They’re under no obligation to check if they can legally sell the work. They’re not even claiming that you WON’T infringe on someone else’s trademark..
“…does not represent or warrant that we have the exclusive right, title and interest in and to the products or services provided to you or that such products or services do not and will not infringe on the intellectual property or proprietary rights of any third party.”
I’ll say it again for emphasis – legally, they claim no obligation to make sure that any logos are original, or even legit to use. They’re not even claiming that THEY own the icons in the first place. And when you buy one of these logos, how much of it do you actually own? Ahm. Not a scrap.
“The rights for the image itself are retained by XXXXX. The symbols will remain on the database for possible further use.”
‘Possible use’ is legalese mumbo-jumbo that sees the outfit retaining the rights to sell the logo you’ve purchased to someone else. One can presume a lot of someone else’s. I guess what really aggravates me off about these sites is that seem to view the small business owner as an idiot who’s not supposed to realize that this method of ‘building a brand’ is suspect, and not supposed to realize that a logo is supposed to be an original idea.
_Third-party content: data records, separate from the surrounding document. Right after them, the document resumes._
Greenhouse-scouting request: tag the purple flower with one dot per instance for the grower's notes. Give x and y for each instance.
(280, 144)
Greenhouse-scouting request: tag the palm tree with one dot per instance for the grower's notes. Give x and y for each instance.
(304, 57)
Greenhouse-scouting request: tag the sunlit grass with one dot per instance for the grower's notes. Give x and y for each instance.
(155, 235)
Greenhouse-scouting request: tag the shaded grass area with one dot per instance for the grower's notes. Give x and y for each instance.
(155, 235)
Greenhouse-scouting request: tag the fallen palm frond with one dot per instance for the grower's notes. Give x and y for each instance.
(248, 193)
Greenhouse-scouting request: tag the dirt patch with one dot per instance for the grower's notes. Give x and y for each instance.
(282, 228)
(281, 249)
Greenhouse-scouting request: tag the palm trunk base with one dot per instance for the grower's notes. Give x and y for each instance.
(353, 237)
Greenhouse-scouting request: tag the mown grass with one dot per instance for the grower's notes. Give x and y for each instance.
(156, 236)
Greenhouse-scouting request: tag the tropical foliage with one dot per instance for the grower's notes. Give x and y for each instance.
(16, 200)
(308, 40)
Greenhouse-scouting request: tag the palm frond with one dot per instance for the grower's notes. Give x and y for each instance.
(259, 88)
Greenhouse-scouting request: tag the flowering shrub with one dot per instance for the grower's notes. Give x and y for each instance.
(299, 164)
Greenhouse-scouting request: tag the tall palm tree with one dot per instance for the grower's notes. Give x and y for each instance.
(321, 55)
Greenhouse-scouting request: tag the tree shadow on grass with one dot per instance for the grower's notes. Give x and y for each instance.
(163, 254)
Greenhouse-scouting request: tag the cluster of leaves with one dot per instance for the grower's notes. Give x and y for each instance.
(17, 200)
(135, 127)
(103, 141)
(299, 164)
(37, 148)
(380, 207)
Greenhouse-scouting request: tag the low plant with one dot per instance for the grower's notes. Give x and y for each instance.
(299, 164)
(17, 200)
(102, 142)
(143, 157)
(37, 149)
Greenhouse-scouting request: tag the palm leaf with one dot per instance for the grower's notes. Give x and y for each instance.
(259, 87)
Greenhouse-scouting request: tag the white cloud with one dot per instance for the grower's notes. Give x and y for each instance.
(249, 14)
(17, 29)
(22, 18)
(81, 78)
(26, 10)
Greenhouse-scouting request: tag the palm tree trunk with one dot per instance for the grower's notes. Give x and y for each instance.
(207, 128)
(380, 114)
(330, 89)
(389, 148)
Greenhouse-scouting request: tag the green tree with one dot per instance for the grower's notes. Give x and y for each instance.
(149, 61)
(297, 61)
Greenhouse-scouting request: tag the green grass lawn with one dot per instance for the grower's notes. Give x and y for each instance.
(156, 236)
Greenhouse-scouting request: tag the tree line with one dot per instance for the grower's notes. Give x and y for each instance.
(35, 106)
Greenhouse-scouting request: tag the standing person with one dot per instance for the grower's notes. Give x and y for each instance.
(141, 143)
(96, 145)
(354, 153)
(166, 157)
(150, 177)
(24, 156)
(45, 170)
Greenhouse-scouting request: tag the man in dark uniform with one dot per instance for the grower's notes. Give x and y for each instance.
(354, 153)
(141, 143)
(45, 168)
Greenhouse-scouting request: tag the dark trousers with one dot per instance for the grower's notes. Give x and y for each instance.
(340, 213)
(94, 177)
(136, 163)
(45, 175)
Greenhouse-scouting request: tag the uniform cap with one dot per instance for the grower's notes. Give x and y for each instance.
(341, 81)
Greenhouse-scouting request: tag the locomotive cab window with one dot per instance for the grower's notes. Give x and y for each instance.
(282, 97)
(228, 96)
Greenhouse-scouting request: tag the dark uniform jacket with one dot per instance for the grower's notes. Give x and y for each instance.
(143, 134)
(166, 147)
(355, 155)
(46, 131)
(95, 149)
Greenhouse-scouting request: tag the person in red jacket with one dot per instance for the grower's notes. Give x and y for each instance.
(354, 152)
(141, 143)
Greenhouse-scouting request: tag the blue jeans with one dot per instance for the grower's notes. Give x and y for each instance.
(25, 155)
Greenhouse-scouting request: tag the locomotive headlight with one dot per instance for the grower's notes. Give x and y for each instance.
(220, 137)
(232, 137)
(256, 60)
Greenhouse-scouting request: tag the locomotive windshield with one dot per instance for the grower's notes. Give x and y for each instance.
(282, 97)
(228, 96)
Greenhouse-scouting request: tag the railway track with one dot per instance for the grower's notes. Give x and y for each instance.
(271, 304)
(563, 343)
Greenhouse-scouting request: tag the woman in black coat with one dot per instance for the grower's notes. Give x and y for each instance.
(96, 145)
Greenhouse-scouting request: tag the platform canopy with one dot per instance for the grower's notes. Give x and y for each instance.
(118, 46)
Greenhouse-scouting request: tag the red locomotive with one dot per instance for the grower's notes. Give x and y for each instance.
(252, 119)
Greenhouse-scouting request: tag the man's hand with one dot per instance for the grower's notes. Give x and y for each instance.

Penny wise. Pound Foolish.
The small business owner probably figures they’ve just saved $100s, or $1000s, of dollars on their brand identity, bypassing snooty designers by using this new-fangled ‘do it yourself‘ technology. On one logo creator site, and according to their FAQ, visitors have repeatedly asked the question – “Can I trademark my logo?” The helpful answer:
“Yes. What makes a logo unique is the combination of the symbol with the company name, its colors, and their spatial relationship. Therefore, although XXXXX retains the copyright to the symbol you choose, you can still trademark your logo.”
A couple of things. The first, they just claimed they can’t tell you if they even have the rights to sell the icons, so how would they know if you can trademark them. Second, the ‘customization’ described is a misnomer – nobody is actually ‘customizing’ the logo but merely adding type to it. Or changing the color. And while INAL (I’m Not A Lawyer), and my legal opinion is worth what you’ve paid for it, the last time I looked, ‘spacial relationship’ had very little to do with trademark (try telling the USPTO that it’s okay for you to use the Apple Universal logo because it’s further away from the text than the original), color has absolutely nothing to do with it (as far as I’m aware, most TM registration documents are in BW) and a trademark can be turned down if a design is even remotely similar to another.
If you did manage to get a trademark?
Though, taking their word at face value, and if you did manage to jump through the hoops required to get a TM on one of these icons, you sure as hell shouldn’t sit back while 10s, or even 100s, of other companies use the same symbol that you just spent thousands to trademark. I’d want my hot-and-horny lawyer to STOP other people from downloading the same icon from the site I bought it from. See, that would be the trademark infringement that these guys aren’t sure about and my trademark attorney would be typing Cease & Desist letters as fast as I could give them addresses to send them to.
This was originally published in the older version of our Client Lounge but due to some housecleaning and moving things around, we’ve republished it here to get it out of the way. It’s still a pretty solid piece that nobody found in its old spot, so we’re golden.